When I went to Beijing, China, I had the opportunity to visit well-known landmarks such as Tiananmen Square, the Forbidden City, the Temple of Heaven and the Summer Palace. These sites are also visited by thousands of people from all over the country, especially during weekends.
Of the many pictures I took, there's one that I particularly treasure. Quality-wise, it's nothing much, just as amateurish shot with a grainy-composition. But it's the subject that I like most: a father and son walking along the serene, tranquil walkways of the Summer Palace in the late afternoon.

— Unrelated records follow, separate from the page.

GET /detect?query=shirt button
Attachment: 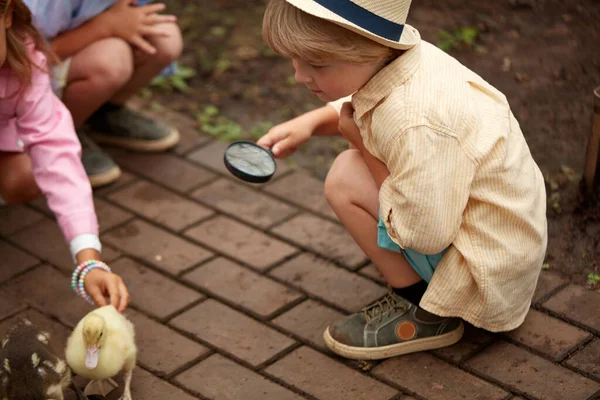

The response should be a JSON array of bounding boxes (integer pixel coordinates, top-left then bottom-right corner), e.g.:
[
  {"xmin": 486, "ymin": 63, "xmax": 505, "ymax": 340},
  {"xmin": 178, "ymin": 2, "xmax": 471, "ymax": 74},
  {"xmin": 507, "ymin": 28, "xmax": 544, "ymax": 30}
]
[{"xmin": 17, "ymin": 139, "xmax": 24, "ymax": 148}]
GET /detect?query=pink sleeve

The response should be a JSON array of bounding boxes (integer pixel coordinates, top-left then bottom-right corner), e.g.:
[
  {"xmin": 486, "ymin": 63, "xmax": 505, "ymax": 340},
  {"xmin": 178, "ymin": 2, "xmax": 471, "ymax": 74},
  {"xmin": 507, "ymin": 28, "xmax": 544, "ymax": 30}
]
[{"xmin": 15, "ymin": 50, "xmax": 98, "ymax": 243}]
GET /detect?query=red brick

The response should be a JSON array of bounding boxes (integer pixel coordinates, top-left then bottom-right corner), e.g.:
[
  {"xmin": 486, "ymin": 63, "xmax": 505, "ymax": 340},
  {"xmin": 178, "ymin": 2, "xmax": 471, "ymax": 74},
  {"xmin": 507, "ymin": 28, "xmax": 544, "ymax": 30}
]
[
  {"xmin": 9, "ymin": 218, "xmax": 73, "ymax": 272},
  {"xmin": 543, "ymin": 284, "xmax": 600, "ymax": 333},
  {"xmin": 265, "ymin": 171, "xmax": 338, "ymax": 220},
  {"xmin": 270, "ymin": 253, "xmax": 386, "ymax": 312},
  {"xmin": 170, "ymin": 299, "xmax": 295, "ymax": 367},
  {"xmin": 28, "ymin": 197, "xmax": 133, "ymax": 234},
  {"xmin": 175, "ymin": 354, "xmax": 302, "ymax": 400},
  {"xmin": 184, "ymin": 216, "xmax": 297, "ymax": 271},
  {"xmin": 102, "ymin": 244, "xmax": 123, "ymax": 263},
  {"xmin": 0, "ymin": 205, "xmax": 43, "ymax": 236},
  {"xmin": 111, "ymin": 258, "xmax": 203, "ymax": 319},
  {"xmin": 125, "ymin": 367, "xmax": 198, "ymax": 400},
  {"xmin": 0, "ymin": 239, "xmax": 39, "ymax": 283},
  {"xmin": 128, "ymin": 98, "xmax": 211, "ymax": 155},
  {"xmin": 265, "ymin": 346, "xmax": 398, "ymax": 400},
  {"xmin": 183, "ymin": 258, "xmax": 302, "ymax": 318},
  {"xmin": 0, "ymin": 309, "xmax": 72, "ymax": 355},
  {"xmin": 0, "ymin": 292, "xmax": 27, "ymax": 321},
  {"xmin": 271, "ymin": 213, "xmax": 367, "ymax": 270},
  {"xmin": 272, "ymin": 299, "xmax": 345, "ymax": 350},
  {"xmin": 125, "ymin": 309, "xmax": 209, "ymax": 375},
  {"xmin": 187, "ymin": 140, "xmax": 290, "ymax": 178},
  {"xmin": 108, "ymin": 180, "xmax": 214, "ymax": 231},
  {"xmin": 359, "ymin": 264, "xmax": 386, "ymax": 284},
  {"xmin": 103, "ymin": 220, "xmax": 213, "ymax": 275},
  {"xmin": 433, "ymin": 322, "xmax": 495, "ymax": 363},
  {"xmin": 565, "ymin": 339, "xmax": 600, "ymax": 379},
  {"xmin": 1, "ymin": 265, "xmax": 93, "ymax": 327},
  {"xmin": 190, "ymin": 179, "xmax": 297, "ymax": 229},
  {"xmin": 506, "ymin": 309, "xmax": 590, "ymax": 361},
  {"xmin": 533, "ymin": 270, "xmax": 568, "ymax": 303},
  {"xmin": 466, "ymin": 341, "xmax": 600, "ymax": 400},
  {"xmin": 113, "ymin": 152, "xmax": 216, "ymax": 193},
  {"xmin": 373, "ymin": 353, "xmax": 507, "ymax": 400}
]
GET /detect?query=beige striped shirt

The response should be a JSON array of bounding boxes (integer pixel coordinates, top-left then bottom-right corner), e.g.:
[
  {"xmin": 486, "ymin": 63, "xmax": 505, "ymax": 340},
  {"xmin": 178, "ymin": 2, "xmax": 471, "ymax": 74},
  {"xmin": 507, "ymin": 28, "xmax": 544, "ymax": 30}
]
[{"xmin": 330, "ymin": 38, "xmax": 547, "ymax": 332}]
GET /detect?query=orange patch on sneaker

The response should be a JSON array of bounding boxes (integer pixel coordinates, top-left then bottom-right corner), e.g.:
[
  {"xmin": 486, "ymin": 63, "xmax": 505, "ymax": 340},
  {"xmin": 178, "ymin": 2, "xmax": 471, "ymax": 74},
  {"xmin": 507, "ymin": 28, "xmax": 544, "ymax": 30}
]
[{"xmin": 396, "ymin": 321, "xmax": 417, "ymax": 341}]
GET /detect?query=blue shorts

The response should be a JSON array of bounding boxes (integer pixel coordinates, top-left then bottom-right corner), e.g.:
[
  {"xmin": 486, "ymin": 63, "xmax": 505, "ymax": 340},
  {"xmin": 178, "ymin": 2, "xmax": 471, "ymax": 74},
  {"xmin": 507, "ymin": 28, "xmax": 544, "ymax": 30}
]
[{"xmin": 377, "ymin": 217, "xmax": 448, "ymax": 283}]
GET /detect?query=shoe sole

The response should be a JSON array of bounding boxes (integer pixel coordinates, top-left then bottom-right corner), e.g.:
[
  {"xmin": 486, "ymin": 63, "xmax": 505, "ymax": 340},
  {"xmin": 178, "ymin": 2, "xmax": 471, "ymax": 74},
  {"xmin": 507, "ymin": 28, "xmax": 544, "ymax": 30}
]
[
  {"xmin": 323, "ymin": 320, "xmax": 464, "ymax": 360},
  {"xmin": 88, "ymin": 128, "xmax": 181, "ymax": 153},
  {"xmin": 89, "ymin": 166, "xmax": 122, "ymax": 189}
]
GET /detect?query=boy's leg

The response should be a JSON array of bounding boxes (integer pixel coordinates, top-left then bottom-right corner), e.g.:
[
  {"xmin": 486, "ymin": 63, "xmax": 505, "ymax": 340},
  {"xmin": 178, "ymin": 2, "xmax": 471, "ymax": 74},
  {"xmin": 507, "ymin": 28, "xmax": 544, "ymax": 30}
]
[
  {"xmin": 85, "ymin": 23, "xmax": 183, "ymax": 152},
  {"xmin": 0, "ymin": 152, "xmax": 41, "ymax": 204},
  {"xmin": 323, "ymin": 149, "xmax": 463, "ymax": 360},
  {"xmin": 61, "ymin": 38, "xmax": 131, "ymax": 187}
]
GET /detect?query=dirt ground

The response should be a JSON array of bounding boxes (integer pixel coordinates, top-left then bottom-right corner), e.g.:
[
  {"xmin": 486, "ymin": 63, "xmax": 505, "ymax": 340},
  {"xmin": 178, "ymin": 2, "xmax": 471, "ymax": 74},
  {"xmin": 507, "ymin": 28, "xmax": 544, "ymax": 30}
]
[{"xmin": 141, "ymin": 0, "xmax": 600, "ymax": 284}]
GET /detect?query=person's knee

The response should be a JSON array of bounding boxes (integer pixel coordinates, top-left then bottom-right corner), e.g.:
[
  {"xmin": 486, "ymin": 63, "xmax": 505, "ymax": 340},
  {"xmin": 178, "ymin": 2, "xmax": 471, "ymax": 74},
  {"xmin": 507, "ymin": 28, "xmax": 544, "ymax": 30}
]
[
  {"xmin": 324, "ymin": 149, "xmax": 362, "ymax": 206},
  {"xmin": 87, "ymin": 38, "xmax": 134, "ymax": 89},
  {"xmin": 152, "ymin": 23, "xmax": 184, "ymax": 66},
  {"xmin": 0, "ymin": 168, "xmax": 40, "ymax": 204}
]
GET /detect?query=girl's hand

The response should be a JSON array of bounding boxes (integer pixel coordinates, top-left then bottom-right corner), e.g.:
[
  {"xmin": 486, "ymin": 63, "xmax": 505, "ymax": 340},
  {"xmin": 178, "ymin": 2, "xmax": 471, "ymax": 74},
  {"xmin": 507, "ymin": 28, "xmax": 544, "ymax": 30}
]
[
  {"xmin": 84, "ymin": 269, "xmax": 130, "ymax": 313},
  {"xmin": 76, "ymin": 248, "xmax": 130, "ymax": 312},
  {"xmin": 257, "ymin": 118, "xmax": 313, "ymax": 158},
  {"xmin": 102, "ymin": 0, "xmax": 177, "ymax": 54},
  {"xmin": 338, "ymin": 102, "xmax": 364, "ymax": 150}
]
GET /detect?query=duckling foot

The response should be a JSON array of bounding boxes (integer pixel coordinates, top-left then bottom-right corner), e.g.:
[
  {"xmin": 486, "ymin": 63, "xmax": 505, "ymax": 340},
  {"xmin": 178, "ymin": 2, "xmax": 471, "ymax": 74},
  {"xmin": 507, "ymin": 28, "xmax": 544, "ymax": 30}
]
[
  {"xmin": 118, "ymin": 370, "xmax": 133, "ymax": 400},
  {"xmin": 84, "ymin": 379, "xmax": 119, "ymax": 396}
]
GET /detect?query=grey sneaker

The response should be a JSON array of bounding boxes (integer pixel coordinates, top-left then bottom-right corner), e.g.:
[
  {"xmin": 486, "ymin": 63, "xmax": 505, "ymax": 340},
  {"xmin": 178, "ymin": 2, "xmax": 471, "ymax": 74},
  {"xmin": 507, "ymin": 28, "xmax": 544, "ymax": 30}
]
[
  {"xmin": 78, "ymin": 128, "xmax": 122, "ymax": 188},
  {"xmin": 324, "ymin": 289, "xmax": 464, "ymax": 360},
  {"xmin": 87, "ymin": 105, "xmax": 180, "ymax": 152}
]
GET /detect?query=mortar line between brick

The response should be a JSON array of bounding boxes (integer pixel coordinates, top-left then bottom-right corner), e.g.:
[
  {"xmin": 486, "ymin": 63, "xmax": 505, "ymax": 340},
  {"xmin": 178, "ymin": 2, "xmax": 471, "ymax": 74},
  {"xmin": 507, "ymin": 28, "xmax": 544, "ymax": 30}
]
[
  {"xmin": 177, "ymin": 254, "xmax": 220, "ymax": 277},
  {"xmin": 532, "ymin": 280, "xmax": 571, "ymax": 306},
  {"xmin": 0, "ymin": 256, "xmax": 44, "ymax": 283},
  {"xmin": 533, "ymin": 304, "xmax": 600, "ymax": 337},
  {"xmin": 163, "ymin": 350, "xmax": 215, "ymax": 381},
  {"xmin": 499, "ymin": 331, "xmax": 596, "ymax": 367},
  {"xmin": 100, "ymin": 171, "xmax": 362, "ymax": 271},
  {"xmin": 0, "ymin": 305, "xmax": 31, "ymax": 324},
  {"xmin": 587, "ymin": 388, "xmax": 600, "ymax": 400},
  {"xmin": 93, "ymin": 175, "xmax": 141, "ymax": 198}
]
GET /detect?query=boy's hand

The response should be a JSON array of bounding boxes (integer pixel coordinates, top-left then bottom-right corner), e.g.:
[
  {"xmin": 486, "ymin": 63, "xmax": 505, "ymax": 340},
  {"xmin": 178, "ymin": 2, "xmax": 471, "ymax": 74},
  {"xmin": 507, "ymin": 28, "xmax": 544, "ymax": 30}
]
[
  {"xmin": 103, "ymin": 0, "xmax": 177, "ymax": 54},
  {"xmin": 338, "ymin": 102, "xmax": 364, "ymax": 150},
  {"xmin": 84, "ymin": 269, "xmax": 130, "ymax": 313},
  {"xmin": 257, "ymin": 119, "xmax": 313, "ymax": 158}
]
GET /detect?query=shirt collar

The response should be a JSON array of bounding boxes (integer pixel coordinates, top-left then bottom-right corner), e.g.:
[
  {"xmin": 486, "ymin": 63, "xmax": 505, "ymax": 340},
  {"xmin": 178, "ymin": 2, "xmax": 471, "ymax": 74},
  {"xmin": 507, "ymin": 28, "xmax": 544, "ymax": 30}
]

Let's go back to the same spot many years before. That particular father spent his childhood during the horrors of the Culture Revolution. Encouraged by leaders who preached perpetual revolution as the way to a perfect society, children at that time rebelled against their parents. They denounced them before the authorities for supposed crimes against society, with the hapless father or mother ultimately suffering humiliation and persecution (and for many, torture and even death). In the words of one author who grew up during that period, "Family life simply vanished."
Leisurely activities were considered uproductive, and romantic love was branded as reactionary. Schools were closed and children willingly left their homes to pursue unrealistic political ideals in the countryside, while parents who resisted change were hauled off to concentration camps to do backbreaking manual labor.
It took more than a decade to reverse the moral damage that particular era brought, and when those children - the father in the photo included - became parents themselves, they must have realized how important their families were in their lives. See why I love this picture?